Let’s dive a little bit deeper into how RNNs work.
As a quick refresher from the first lesson, unlike traditional feedforward neural networks that process inputs independently, RNNs introduce a temporal aspect by maintaining an internal state or “‘memory”. This memory enables RNNs to retain information from previous steps in a sequence, allowing them to recognize and distinguish context within a dataset.
How does it do this?
At the heart of RNNs lies a unique architecture that allows them to process sequential information. RNNs feature recurrent connections, forming a loop within the network. These connections enable the information to persist and be passed along, ensuring that the network considers the context of each element in a sequence. This memory mechanism allows RNNs to exhibit dynamic behavior, making them particularly well-suited for tasks where understanding the order and relationships between elements is critical.
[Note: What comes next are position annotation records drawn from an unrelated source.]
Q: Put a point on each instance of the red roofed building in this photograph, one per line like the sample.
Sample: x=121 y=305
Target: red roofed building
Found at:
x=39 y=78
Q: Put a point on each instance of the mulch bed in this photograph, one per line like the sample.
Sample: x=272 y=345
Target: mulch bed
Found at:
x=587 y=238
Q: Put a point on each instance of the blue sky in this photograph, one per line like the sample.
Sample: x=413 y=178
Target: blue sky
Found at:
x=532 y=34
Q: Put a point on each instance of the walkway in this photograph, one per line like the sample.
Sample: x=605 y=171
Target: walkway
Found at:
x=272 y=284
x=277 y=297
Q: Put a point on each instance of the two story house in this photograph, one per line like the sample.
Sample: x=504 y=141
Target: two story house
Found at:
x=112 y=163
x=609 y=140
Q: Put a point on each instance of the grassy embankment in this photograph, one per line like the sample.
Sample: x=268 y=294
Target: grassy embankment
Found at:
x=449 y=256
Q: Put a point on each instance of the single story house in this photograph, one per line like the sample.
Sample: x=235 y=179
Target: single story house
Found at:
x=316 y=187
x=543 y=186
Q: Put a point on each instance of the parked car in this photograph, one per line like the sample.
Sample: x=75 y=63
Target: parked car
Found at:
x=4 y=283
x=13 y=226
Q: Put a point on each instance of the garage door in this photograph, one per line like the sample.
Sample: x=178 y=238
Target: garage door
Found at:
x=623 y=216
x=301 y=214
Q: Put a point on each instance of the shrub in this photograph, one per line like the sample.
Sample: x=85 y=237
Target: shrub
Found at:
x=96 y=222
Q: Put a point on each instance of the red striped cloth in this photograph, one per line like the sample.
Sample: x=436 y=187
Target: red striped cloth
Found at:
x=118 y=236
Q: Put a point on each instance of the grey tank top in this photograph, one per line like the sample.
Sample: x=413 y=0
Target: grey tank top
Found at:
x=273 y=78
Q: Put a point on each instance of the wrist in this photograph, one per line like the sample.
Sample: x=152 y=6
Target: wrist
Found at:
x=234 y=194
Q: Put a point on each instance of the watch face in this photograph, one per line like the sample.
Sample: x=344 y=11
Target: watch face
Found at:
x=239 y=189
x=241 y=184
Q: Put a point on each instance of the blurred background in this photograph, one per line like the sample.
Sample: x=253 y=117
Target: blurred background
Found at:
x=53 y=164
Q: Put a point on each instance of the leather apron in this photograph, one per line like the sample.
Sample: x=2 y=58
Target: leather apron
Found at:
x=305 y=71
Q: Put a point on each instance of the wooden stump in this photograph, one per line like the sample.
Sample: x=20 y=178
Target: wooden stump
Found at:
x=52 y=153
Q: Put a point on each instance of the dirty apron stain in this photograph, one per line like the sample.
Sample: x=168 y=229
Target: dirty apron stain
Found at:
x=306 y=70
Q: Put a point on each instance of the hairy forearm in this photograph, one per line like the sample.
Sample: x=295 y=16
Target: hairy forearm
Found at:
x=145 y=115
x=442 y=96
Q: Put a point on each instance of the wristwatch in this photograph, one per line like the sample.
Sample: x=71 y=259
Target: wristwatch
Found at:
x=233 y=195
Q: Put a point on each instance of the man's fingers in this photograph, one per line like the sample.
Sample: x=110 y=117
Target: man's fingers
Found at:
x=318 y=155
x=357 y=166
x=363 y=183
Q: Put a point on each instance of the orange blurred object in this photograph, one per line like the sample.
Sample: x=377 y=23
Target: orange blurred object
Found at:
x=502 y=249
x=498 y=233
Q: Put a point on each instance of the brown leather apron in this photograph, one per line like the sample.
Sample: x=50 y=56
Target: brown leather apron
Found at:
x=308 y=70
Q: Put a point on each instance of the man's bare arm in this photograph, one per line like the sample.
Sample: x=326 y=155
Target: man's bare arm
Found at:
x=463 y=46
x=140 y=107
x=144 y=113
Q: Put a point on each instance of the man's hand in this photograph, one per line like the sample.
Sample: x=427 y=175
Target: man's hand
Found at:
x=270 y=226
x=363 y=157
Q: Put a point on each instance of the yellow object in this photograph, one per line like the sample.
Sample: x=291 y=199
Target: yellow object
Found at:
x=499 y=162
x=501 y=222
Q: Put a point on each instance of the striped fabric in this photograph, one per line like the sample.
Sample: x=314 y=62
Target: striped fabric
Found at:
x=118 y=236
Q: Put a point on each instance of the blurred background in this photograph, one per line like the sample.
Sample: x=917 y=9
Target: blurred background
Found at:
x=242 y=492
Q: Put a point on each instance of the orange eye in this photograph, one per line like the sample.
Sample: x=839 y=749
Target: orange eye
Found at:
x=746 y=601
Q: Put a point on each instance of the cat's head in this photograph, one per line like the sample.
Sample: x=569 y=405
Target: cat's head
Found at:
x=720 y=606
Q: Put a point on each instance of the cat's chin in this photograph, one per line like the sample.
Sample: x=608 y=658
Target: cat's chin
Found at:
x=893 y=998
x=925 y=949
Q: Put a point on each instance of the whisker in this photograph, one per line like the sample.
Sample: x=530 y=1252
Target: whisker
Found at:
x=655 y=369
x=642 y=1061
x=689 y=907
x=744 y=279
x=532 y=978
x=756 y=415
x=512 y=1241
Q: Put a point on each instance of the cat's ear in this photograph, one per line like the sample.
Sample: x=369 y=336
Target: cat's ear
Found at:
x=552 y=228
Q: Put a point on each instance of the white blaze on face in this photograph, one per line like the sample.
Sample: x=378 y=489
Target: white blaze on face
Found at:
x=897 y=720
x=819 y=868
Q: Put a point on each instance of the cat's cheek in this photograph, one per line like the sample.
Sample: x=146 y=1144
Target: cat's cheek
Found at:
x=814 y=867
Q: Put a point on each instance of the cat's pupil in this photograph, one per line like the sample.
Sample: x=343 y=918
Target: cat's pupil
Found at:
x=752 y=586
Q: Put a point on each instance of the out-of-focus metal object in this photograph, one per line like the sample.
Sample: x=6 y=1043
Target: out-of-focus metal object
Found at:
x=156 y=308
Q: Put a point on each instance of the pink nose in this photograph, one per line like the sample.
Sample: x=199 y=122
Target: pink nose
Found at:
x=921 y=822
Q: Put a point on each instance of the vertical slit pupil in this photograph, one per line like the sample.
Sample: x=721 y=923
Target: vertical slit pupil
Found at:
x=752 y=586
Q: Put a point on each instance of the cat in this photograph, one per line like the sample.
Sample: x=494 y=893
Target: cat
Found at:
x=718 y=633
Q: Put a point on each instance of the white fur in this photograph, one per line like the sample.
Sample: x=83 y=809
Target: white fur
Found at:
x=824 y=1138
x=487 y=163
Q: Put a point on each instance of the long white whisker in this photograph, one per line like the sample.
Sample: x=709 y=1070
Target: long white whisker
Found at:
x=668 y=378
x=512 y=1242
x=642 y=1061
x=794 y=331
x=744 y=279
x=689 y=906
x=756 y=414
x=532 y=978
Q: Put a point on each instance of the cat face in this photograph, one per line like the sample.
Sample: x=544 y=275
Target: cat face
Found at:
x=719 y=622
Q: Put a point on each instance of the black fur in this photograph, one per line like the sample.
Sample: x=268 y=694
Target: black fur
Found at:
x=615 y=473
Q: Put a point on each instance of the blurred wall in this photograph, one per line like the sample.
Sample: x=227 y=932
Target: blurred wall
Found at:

Here is a nice illustration of this loop.
During the training phase, RNNs learn to adjust their parameters with backpropagation not only based on the current input but also on the information stored in their memory from previous steps.
This recursive learning process enables RNNs to adapt to patterns and dependencies within the data.
However, traditional RNNs face challenges like the vanishing gradient problem, where the influence of distant past information diminishes during training. To address this, advanced RNN architectures, such as Long Short-Term Memory (LSTM) networks and Gated Recurrent Units (GRUs), have been developed.
Let’s explore LSTMs further.
LSTMs are one of the most commonly used RNN architectures, specifically designed to overcome challenges like the vanishing gradient problem (as mentioned previously). LSTMs introduce a sophisticated memory mechanism that enables them to capture long-term dependencies and temporal patterns within sequential data.
On of the most important aspects of LSTMs is the concept of a memory cell, which acts as a storage unit capable of retaining information for an extended duration.
LSTMs employ a set of gates—input gates, forget gates, and output gates—to regulate the flow of information within the memory cells. The input gate determines which information to store in the cell, the forget gate decides what information to discard, and the output gate controls the release of information from the cell. This intricate gating mechanism allows LSTMs to selectively retain and utilize information over varying time scales.
The gating mechanisms in LSTMs enable the network to decide when to update or forget information, preventing the vanishing gradient problem by allowing relevant information to persist throughout the learning process.
The intricate combination of gates and memory cells allows LSTMs to “remember”, “forget", and utilize information from different points in the sequence, making them proficient in handling diverse sequential data, such as natural language, time series, and audio signals.